Dubito che esista qualcuno a cui faccia piacere lavorare sotto la pioggia o ancora peggio sotto la neve. Di sicuro per i fotografi l’acqua è un elemento non favorevole, sopratutto quando si parla di rimanerci sotto, praticamente immobili, per quasi due ore, armati di macchine fotografiche obiettivi, borse varie e computer.
Ecco allora che i produttori di accessori e un po’ di ingegno ci vengono in aiuto per proteggere la nostra amata attrezzatura e permetterci di fare il nostro lavoro in qualsiasi condizione atmosferica.
Mi ricordo, con un sorriso amaro, la partita tra Varese e Novara del 2010 interrotta a fine primo tempo per pioggia. Il campo era praticamente diventato una risaia. Io ero li, fermo sotto il mio riparo ad attendere notizie…
Ma amarcord a parte, vediamo come tutto questo sia possibile grazie ad alcune attrezzature specifiche .

Partiamo dal proteggere l’elemento più delicato: il computer portatile. Si perché, a bordo campo, il computer è indispensabile. Lavorare per un’agenzia di stampa o per un quotidiano significa dover spedire dal campo in tempo reale le foto… ma questo ve lo racconterò in un altro post.
Dicevamo il computer.
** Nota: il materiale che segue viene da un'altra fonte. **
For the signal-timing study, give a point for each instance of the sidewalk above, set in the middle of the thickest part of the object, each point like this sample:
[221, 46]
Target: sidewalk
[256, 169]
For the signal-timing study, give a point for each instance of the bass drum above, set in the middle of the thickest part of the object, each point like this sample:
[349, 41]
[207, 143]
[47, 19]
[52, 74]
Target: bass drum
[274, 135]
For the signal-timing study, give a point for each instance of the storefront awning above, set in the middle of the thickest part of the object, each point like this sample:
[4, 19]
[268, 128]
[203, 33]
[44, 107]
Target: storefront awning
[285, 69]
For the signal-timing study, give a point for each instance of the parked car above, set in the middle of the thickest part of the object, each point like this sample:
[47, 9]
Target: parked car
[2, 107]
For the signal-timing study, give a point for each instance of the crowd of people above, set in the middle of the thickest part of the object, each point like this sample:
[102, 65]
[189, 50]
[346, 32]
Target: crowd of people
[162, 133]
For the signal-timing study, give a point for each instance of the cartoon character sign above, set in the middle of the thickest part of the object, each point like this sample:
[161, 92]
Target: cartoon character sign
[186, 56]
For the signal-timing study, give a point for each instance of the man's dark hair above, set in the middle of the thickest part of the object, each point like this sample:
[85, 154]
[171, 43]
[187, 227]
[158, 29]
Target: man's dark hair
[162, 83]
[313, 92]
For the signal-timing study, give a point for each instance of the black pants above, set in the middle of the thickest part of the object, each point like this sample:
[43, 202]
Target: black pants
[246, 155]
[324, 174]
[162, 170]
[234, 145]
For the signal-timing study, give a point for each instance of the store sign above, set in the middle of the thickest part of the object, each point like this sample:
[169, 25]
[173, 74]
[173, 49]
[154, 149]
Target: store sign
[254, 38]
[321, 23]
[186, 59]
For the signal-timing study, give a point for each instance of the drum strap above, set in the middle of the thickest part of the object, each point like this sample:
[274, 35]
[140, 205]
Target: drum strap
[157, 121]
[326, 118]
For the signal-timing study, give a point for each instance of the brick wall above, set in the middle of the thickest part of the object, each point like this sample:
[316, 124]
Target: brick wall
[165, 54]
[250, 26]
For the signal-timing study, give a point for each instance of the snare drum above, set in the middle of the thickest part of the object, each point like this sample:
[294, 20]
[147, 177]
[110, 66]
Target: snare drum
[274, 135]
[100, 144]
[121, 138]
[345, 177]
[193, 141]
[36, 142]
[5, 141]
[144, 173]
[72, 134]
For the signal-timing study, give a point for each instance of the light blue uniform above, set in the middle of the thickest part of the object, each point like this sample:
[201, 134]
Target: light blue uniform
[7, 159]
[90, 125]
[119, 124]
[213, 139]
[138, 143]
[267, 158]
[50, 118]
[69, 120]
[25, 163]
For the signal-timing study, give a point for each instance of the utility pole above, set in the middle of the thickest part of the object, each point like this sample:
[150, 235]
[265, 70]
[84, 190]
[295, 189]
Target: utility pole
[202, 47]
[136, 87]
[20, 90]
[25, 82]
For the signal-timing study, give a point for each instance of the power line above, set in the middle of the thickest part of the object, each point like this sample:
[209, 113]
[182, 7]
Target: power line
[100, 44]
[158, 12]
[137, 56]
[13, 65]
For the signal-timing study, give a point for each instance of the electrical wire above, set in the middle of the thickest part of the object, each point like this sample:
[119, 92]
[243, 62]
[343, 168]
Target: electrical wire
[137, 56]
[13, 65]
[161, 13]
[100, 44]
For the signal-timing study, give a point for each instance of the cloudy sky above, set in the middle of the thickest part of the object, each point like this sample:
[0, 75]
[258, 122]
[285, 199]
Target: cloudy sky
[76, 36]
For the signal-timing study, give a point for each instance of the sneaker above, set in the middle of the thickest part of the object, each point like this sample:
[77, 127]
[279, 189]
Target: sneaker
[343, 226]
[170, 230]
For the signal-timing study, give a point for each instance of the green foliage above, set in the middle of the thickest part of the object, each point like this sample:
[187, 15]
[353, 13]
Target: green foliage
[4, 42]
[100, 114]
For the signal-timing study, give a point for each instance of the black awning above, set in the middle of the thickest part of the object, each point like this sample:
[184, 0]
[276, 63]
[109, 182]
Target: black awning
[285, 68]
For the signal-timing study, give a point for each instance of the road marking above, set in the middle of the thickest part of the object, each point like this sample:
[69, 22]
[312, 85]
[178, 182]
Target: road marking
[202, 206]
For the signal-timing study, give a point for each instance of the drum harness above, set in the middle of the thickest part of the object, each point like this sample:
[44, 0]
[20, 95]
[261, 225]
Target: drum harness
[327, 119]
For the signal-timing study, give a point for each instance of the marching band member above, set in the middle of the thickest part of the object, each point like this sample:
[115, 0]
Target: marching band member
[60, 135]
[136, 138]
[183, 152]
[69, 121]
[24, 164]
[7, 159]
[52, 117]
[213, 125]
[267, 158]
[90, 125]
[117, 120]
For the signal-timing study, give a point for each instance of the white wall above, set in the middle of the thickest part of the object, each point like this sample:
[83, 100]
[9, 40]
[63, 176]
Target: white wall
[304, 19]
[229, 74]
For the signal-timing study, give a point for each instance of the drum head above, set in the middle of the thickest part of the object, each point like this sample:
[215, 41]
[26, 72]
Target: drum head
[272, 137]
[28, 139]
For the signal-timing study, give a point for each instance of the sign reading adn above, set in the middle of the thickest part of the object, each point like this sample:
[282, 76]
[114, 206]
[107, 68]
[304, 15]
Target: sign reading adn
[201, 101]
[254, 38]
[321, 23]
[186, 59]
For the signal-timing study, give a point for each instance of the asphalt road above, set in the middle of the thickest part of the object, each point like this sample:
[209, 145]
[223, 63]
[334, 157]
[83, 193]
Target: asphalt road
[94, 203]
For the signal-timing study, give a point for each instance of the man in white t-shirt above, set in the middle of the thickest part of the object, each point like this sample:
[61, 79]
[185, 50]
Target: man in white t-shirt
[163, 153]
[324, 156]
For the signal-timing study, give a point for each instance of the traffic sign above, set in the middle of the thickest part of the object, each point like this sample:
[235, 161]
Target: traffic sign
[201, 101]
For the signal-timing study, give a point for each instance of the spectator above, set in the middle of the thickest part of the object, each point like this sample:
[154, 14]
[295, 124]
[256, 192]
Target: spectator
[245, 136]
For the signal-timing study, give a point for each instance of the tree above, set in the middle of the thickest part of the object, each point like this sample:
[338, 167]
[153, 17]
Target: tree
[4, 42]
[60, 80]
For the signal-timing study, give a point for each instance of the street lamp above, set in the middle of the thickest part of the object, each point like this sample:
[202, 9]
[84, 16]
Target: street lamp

L’accessorio per eccellenza in questi casi (in realtà io lo uso anche quando non piove per vedere meglio le immagini sul monitor proteggendolo dal sole) è l ‘ iCap (http://www.justgooutside.com/). Non è altro che un cubo aperto su un lato di materiale leggero ed impermeabile che una volta chiuso diventa un disco di circa 15 cm di diametro. Semplice e leggerissimo.

Veniamo poi alle macchine fotografiche. Qui le opzioni sono essenzialmente tre una economica e l’altra decisamente meno. Partiamo da quella più dispendiosa: la Think Tank produce una protezione estremamente efficace in grado di proteggere ottiche fino al 600mm. E’ completa di sistema di aggancio all’oculare, protezione delle mani e di una comodissima finestrella in plastica trasparente per la visione delle immagini sul display. 100 euro (abbondanti) ben spesi sia chiaro… ma che ne dite di 8 euro per un sacchetto a forma di tubo con una cordicina in fondo?? Lo so molto meno professionale… ma alla fine si spera sempre che non piova! o no?

L’ultima soluzione che vi propongo è quella che attualmente uso e assolutamente preferisco. Semplice, ingegnosa e dannatamente economica…. signori e signori l’ombrello!
Il buon vecchio ombrello ovviamente richiede un piccolissimo accorgimento. Già perchè tenerlo in mano e contemporaneamente usare due reflex ed un computer mi risulterebbe al quanto complicato. Come ho risolto? Semplice, con un porta ombrello preso in prestito dal mondo del GOLF. I golfisti infatti lo usano attaccato al loro carrello o alla sacca… costo? … 9,39 euro su amazon.. Lo attacco al mio monopiede, ho le mani libere e offre una protezione maggiore.
Dopo tutto va bene proteggere l’attrezzatura ma anche il fotografo merita rispetto.